Blog Entry: August 5, 2009
The recent article, "Lack of Study Volunteers May Hobble Cancer Fight" by Gina Kolata, discusses the challenge of making progress against cancer in the face of low participation rates among adult cancer patients. However, there are important aspects of this issue that were not sufficiently addressed.
First, the notion that patients are not interested in clinical trials has been refuted. In fact, a 2003 study of American adults by Comis and colleagues in the Journal of Clinical Oncology found that 32% of respondents indicated that they would be very willing to participate in a cancer clinical trial if asked to do so. An earlier study by Comis and colleagues in 2000 highlighted the importance of patient awareness; eighty-five percent of cancer patients surveyed were unaware that clinical trials were a treatment option. Secondly, while trial participation rates are lower among medically underserved populations, this, too, cannot be attributed primarily to disinterest. A recent analysis (Wendler et al) of research studies indicated that minorities may be as willing to participate in research, but are less likely to be asked.
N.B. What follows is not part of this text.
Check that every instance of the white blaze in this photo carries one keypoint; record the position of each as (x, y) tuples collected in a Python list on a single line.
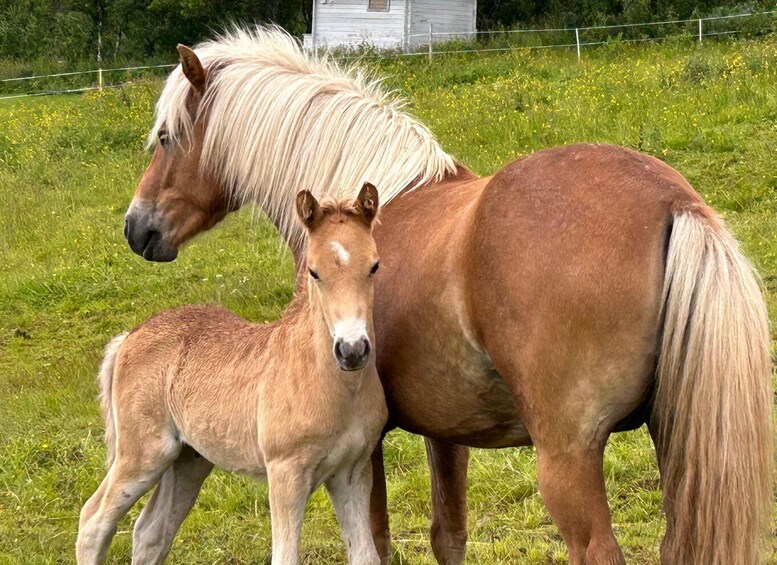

We believe that the principles of social justice demand that all eligible individuals be offered the opportunity to participate in clinical research, ensuring that both the potential benefit and burdens of research participation are shared among all groups. In ENACCT's experience, one way to address this is through ongoing community based education about cancer clinical trials. Enhanced public awareness--before the point of diagnosis and especially among minority communities--may translate to greater acceptability of a clinical trial when it is presented to a patient as an option. We must also help primary care providers understand more about cancer clinical trials, as they can play a valuable role in proactively making early referrals to oncologists that offer cancer clinical trials.
Ms. Kolata also leaves the impression that clinical trials are most appropriate for those who choose it as a last resort. While some cancer patients may be open to joining a trial when other options are no longer feasible, these should not and need not be the only patients who should be the focus of recruitment efforts. Since all patients in phase III trials receive at least standard treatment, cancer clinical trials can be a quality treatment option to many different kinds of patients-even for those receiving their first treatment.
Finally, the article describes two main options for addressing the challenge of low participation-either offering more incentives for doctors and patients or streamlining studies to result in smaller sample sizes. While we certainly support these ideas, in the communities in which ENACCT has worked, we have found that improving the quality of the patient-provider encounter when discussing the possibility of clinical trial participation is paramount. Clinical trial staff that is well trained in providing culturally competent, patient-centered care can more successfully recruit patients of all backgrounds by adequately addressing the cultural, linguistic, psychosocial and resource needs of the patient as they consider their treatment options. As for the second solution offered, utilization of smaller, later-stage study samples may in fact provide a more efficient means of completing a study, but should nevertheless be considered carefully. Sacrificing more diverse research participation in the name of expediency may result in limited generalizability for the population as a whole.
With recent reports estimating that approximately 40% of NCI's Phase III treatment trials are closing early due to poor accrual, something must be done to change the current paradigm. Improving rates of participation is no doubt a demanding goal, but with greater community engagement, improved health care system infrastructure and sustained commitment by researchers to enhance recruitment strategies, accelerated progress against cancer can be achieved.